Era imposible contener las lágrimas. La impotencia de los
dos era tan grande que las ventanillas de aquel Opel Corsa parecía que se
abombaban. Ya no se entendían. Ella quería consumir su juventud; él ya quería tranquilidad.
Ella guardaba en una caja de zapatos todos los sueños que no se habían
cumplido; él se conformaba con olvidarlos. Ella despertaba cada mañana con una
canción en la cabeza; él, sin embargo, ponía en la radio las noticias.
¿Dónde quedaron aquellas miradas tímidas? ¿Aquellos besos
robados? ¿Dónde había quedado la magia y el deseo?
Y allí estaban, gritándose, llorando por no saber la
solución, mientras avanzaban entre la densa
circulación de la calle madrileña
de Tirso de Molina.
Hace años, ese recorrido lo hacían con ilusión, con los bolsillos
llenos de ganas, con los ojos llenos de amor, con las bocas llenas de sonrisas,
y de besos… besos que ya sabían amargos.
Habían llegado a Madrid a cumplir sueños. Soñaban con vivir,
con descubrir, con descubrirse, prometiendo que siempre estarían juntos.

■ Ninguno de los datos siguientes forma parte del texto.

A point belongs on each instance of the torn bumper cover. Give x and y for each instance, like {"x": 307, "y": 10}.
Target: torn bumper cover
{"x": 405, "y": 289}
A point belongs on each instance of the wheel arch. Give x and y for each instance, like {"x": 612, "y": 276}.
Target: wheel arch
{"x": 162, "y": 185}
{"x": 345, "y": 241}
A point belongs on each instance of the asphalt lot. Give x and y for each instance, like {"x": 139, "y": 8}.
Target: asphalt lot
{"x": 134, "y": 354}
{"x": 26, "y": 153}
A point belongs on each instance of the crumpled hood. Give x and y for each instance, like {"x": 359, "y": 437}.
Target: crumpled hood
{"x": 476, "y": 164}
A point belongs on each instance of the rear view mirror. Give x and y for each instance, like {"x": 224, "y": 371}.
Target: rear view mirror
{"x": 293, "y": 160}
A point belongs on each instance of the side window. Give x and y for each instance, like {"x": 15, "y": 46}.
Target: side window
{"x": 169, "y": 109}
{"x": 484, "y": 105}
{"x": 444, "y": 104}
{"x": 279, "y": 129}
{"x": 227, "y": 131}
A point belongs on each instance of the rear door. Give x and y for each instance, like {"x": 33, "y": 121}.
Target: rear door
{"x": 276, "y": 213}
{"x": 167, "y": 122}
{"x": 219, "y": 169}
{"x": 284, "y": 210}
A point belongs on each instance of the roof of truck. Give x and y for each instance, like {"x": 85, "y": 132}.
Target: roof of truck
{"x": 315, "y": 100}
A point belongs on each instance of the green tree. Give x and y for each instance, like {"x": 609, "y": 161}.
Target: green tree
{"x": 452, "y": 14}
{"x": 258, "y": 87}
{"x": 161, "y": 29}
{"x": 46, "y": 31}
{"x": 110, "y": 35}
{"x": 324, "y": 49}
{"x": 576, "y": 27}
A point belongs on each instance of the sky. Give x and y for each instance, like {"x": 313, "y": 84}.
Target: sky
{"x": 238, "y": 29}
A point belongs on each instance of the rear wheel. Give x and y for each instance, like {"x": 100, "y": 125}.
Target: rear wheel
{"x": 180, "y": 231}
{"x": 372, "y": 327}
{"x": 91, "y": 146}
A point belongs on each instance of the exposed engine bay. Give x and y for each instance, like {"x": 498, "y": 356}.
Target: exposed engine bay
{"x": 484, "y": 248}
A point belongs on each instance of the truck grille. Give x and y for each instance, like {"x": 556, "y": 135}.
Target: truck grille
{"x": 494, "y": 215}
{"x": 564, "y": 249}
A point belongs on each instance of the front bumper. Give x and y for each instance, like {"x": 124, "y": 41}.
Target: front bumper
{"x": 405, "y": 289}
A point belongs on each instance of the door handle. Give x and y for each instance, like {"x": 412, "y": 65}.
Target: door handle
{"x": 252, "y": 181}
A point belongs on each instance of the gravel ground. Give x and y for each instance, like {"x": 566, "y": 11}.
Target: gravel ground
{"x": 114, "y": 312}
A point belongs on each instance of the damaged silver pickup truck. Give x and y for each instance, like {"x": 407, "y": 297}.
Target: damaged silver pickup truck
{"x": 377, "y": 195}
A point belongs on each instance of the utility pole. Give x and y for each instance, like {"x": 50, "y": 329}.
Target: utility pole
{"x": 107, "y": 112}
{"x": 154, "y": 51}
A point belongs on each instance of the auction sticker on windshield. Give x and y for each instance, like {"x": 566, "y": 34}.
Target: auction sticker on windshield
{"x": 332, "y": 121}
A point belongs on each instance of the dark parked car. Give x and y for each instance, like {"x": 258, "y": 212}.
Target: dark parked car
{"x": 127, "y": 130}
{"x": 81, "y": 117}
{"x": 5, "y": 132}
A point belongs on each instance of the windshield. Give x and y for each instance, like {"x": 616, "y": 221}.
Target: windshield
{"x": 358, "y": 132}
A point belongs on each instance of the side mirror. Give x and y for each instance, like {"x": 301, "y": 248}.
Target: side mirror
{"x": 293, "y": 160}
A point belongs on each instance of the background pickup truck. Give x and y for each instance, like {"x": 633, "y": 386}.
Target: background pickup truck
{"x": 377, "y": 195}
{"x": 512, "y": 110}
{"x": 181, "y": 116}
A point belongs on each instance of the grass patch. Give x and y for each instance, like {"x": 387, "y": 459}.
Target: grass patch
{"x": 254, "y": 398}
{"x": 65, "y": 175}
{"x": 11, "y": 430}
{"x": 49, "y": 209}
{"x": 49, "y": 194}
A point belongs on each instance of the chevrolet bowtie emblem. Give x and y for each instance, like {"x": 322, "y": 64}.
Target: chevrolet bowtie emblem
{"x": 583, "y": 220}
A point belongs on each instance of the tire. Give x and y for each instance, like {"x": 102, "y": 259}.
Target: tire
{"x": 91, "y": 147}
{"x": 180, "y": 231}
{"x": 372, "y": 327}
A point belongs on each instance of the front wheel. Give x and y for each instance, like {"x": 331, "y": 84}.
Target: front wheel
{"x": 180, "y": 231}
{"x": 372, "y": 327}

Soñaban juntos, y vivir juntos había sido su mejor aventura.
Desde entonces,
habían cambiado muchas cosas; quizás todas, menos aquel coche.
Aquel coche donde hoy se gritaban, había sido su alfombra
mágica, su nube de algodón dulce. La tapicería había sido su ropa, su abrigo y
su justiciero. Cada kilómetro de ese coche, era una historia.